Friday saw the Sensex falling more than 2% mainly due to decline of IT stocks. The fall is surprising, considering the rupee is depreciating against the dollar.

When the rupee weakened and closed at 45.72 to the dollar, BSE IT became the biggest index loser on Friday as it saw a fall of 4.60 per cent.

Mr Gaurav Dua, Head of Research, Sharekhan Ltd, reported, “It is the rupee’s recent appreciation against the euro and the pound which will have a negative impact on the Indian GAAP numbers of IT companies. To make matters worse, the US dollar has been appreciating against the euro and the pound, and when revenues billed in these currencies are consolidated under US GAAP, they will show a dip.”
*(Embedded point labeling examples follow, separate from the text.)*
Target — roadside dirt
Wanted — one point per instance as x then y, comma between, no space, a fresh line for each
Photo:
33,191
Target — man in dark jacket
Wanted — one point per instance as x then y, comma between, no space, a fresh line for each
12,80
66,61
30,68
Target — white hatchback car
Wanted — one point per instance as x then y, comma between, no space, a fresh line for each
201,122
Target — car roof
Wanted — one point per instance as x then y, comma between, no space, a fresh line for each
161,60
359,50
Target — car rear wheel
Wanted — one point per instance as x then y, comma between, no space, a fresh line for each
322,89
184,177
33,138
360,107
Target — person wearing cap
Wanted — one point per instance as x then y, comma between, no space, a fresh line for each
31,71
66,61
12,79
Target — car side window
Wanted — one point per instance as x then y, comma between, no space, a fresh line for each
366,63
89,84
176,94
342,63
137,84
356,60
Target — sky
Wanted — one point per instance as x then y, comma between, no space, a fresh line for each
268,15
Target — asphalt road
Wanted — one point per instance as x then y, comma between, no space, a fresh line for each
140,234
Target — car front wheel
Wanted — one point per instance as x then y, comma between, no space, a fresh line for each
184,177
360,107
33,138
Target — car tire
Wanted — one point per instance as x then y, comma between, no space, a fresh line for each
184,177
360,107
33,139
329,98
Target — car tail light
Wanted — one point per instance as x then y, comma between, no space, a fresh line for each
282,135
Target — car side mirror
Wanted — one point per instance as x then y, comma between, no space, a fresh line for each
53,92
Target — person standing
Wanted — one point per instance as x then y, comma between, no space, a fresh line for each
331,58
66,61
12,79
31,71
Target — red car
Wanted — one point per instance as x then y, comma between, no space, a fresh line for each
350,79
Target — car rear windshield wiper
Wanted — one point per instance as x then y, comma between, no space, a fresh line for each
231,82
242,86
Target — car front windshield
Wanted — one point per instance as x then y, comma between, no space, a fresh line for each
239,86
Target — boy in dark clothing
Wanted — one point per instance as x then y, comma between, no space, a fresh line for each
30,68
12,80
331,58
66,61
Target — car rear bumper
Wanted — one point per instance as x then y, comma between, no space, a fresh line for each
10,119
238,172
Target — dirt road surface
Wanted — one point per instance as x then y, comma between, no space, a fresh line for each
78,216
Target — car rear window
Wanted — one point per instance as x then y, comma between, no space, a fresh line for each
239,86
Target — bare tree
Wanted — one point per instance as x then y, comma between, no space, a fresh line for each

Presently around 30% of IT companies revenues are being generated from Europe and this twin impact will definitely prove to be substantial for them.

According to the analysts, “Despite the rupee-dollar depreciation, IT firms are unable to realize the direct benefit. Every IT company hedges its expected revenues through a mix of forwards and options contracts. Generally, the options component constitutes a very small portion of overall hedges and hence companies are not able to reap fully the benefits of a depreciating rupee.”

CLSA, an international broking firm informed, “Infosys might miss its Q2 dollar revenue growth guidance owing to cross currency fluctuations; and that its Q2 revenue guidance should be cut by 17-19 per cent”, adding that “the dollar rise would hit Infosys’ invoicing in other countries.”

On Friday, some other big IT losers which saw a fall were TCS (3.34 per cent), Satyam Computer (3.47 per cent), and HCL Technologies (3.68 per cent).

14,000.81 was the figure where Sensex closed at. Nifty however saw a lesser fall than others at down 1.44 percent, to 4228.45.

On Thursday, Reliance Industries had experienced a fall of over four percent and on Friday it fell 3.34%, thus becoming the biggest Sensex loser, declining 6.32 per cent on the BSE.